つまり深く関わらない、というのがクルスの優しさなのである。
「あの、イーノキ教設立と本部設置の支援、うちで用意しようと思うんですよね」
そうきたか。
イーノキ教はクルスが受け持つと宣言している。聖教会ではなく、『聖女』クルスに助けを求めていると。クルスとしても聖教会内で余計な揉め事が勃発しそうな気配を感じている上、闘争の原因となるであろう『形天』についてまだ詳しく掴めていない。犠牲となりうる人を逃がす場、というのは欲しい所。
「……言ってる意味分かっていますか?」
「もちろんです」
世間知らずの王女かと思えば案外したたか。クルスはマカロンへの認識を少し改めた。
「……一応言っておきますけど、うちの面倒ごとにも巻き込まれますよ」
「それでも私には味方が必要なんです」
ああ、なるほど。

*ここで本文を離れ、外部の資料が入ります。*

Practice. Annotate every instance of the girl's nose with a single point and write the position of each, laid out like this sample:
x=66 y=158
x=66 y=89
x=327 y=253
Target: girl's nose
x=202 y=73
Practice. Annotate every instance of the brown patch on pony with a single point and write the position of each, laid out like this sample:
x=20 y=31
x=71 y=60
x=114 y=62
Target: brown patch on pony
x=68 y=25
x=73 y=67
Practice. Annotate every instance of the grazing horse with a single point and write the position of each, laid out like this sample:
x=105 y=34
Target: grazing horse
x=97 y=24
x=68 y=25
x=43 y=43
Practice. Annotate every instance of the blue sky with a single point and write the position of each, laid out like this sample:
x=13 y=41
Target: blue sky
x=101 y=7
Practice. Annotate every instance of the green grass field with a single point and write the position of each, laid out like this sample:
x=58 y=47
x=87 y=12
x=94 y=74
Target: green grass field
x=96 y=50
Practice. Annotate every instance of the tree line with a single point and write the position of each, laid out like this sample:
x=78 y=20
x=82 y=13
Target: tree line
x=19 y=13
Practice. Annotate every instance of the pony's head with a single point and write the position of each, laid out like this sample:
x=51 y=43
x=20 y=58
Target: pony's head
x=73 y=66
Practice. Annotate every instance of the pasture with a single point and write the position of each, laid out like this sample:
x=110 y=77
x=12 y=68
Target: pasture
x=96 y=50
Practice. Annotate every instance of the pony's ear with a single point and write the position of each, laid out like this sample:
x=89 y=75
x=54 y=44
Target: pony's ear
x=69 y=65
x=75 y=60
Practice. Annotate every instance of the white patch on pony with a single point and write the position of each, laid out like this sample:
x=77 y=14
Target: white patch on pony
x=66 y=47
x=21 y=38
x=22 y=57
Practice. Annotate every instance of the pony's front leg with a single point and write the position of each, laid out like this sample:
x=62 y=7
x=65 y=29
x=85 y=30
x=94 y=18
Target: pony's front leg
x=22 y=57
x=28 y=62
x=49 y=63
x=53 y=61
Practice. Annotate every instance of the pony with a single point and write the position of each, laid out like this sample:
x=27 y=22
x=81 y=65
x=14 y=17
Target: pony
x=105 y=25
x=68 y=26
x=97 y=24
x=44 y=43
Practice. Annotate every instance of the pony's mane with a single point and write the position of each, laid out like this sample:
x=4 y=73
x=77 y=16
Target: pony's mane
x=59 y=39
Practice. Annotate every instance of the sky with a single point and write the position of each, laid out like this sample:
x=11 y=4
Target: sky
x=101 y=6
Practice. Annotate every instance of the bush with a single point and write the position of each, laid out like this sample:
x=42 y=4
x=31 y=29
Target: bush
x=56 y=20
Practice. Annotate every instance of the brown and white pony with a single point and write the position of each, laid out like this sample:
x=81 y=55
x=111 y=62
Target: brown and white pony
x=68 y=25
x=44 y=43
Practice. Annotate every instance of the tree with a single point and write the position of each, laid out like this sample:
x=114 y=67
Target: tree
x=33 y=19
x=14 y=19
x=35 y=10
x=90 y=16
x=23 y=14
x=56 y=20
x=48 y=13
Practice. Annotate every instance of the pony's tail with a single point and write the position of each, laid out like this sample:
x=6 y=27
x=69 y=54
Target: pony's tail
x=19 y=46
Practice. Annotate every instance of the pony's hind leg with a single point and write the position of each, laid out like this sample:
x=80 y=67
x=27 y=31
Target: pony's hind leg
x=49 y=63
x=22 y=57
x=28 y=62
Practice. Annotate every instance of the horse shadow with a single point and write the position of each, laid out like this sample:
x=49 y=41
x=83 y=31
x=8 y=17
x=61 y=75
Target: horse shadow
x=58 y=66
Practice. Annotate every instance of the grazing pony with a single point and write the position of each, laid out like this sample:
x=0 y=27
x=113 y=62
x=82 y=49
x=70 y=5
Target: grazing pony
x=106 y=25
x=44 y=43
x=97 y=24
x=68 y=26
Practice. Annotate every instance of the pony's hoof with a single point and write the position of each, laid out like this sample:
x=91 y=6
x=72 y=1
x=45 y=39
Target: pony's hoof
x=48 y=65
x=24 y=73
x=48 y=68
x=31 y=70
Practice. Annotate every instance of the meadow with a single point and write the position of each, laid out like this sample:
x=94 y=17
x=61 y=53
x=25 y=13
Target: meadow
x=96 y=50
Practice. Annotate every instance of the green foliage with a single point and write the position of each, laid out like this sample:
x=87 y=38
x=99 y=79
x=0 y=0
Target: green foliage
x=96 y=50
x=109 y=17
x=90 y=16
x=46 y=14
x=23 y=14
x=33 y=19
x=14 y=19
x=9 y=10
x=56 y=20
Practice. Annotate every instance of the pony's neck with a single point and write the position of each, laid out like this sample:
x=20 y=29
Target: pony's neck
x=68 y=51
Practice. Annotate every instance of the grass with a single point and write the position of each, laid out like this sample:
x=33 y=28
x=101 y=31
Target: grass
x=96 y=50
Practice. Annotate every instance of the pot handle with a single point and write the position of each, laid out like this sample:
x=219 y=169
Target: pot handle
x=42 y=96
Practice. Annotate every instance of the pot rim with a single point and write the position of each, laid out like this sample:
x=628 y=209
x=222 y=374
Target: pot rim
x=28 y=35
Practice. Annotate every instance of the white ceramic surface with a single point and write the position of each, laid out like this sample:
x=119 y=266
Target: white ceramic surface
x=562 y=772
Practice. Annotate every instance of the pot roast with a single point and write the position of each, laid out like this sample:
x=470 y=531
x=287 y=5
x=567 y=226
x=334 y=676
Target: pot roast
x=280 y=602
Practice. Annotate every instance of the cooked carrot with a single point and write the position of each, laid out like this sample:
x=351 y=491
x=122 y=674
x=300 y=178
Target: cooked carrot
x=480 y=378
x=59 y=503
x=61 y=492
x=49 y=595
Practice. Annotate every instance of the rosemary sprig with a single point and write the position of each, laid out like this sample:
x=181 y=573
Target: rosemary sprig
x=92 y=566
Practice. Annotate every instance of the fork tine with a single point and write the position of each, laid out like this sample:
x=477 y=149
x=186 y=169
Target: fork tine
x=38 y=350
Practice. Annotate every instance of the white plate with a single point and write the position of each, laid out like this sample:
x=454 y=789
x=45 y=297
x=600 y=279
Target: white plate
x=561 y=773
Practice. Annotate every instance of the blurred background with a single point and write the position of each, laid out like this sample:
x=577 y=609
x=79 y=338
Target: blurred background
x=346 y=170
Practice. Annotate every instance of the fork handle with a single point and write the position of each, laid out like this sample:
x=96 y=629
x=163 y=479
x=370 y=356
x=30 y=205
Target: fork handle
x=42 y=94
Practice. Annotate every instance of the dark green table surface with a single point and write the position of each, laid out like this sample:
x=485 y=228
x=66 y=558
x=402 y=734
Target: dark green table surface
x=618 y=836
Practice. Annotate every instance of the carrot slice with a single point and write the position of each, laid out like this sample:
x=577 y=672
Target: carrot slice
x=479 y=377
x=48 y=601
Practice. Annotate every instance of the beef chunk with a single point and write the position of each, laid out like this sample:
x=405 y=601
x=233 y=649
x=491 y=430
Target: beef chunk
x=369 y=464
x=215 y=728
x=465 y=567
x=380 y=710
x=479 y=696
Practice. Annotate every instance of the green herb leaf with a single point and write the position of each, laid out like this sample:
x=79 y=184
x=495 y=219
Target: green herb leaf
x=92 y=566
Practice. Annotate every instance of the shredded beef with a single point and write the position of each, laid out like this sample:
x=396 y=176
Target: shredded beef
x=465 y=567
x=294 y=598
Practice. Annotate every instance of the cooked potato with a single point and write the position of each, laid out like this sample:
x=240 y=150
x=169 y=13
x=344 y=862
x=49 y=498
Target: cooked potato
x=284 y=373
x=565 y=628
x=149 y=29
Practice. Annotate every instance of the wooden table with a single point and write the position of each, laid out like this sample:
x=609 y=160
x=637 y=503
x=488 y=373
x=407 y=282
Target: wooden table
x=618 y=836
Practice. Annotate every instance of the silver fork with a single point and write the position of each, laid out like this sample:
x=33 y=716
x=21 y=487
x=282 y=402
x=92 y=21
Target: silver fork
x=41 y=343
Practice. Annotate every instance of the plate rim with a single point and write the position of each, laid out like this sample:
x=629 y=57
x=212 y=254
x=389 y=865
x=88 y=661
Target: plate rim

この王女はきちんと理解と覚悟をした上で言っている。
なれば、良いか。
利害が一致している関係なら悪くはないとクルスは思う。
「私が『聖女』である当代のみ、という事になりますよ。次代においては次代の考え方に任せますので」
「勿論です。『聖女』クルス様であればこそ、と思っています」
「分かりました。……当代がいつまでかは分かりかねますが」
「私は少しでも長くクルス様に『聖女』であり続けて欲しい、と願います」
「……そうですね、私もまだ、もう少し長く生きたいと思うようになってしまいましたから」
そう言ったクルスの視線の先にはレオとシルの二人。
「なあシル、今日天気良いな」
「レオ、レオの事も話してるけど良いの?」
「難しい事は分からん」
いつも通りな二人。隣が自分じゃない事を少しクルスは寂しく思う。
「レオさんは『聖女』についてどこまで?」
二人を見つめたクルスにマカロンが尋ねる。
「言ってませんし知らないでしょう。各国の王族や教会の上層部以外、『聖女』の持つ真の役割は知らないはずです。それにレオさんは元々『聖女』という存在に興味ない人ですからね」
「……それで宜しいのですか?」
「私にとって、立場など関係なく接してくれる唯一の人ですから。崩したくないんですよ。それにもし口に出してしまうと……言ってしまうと思うんですよね」
──助けてください。
クルスの立場上、絶対に言えない言葉。
『聖女』という役割を放棄する言葉。
それは自身が『聖女』である事を当然として、レオと出会うまでは考えもしなかった言葉だった。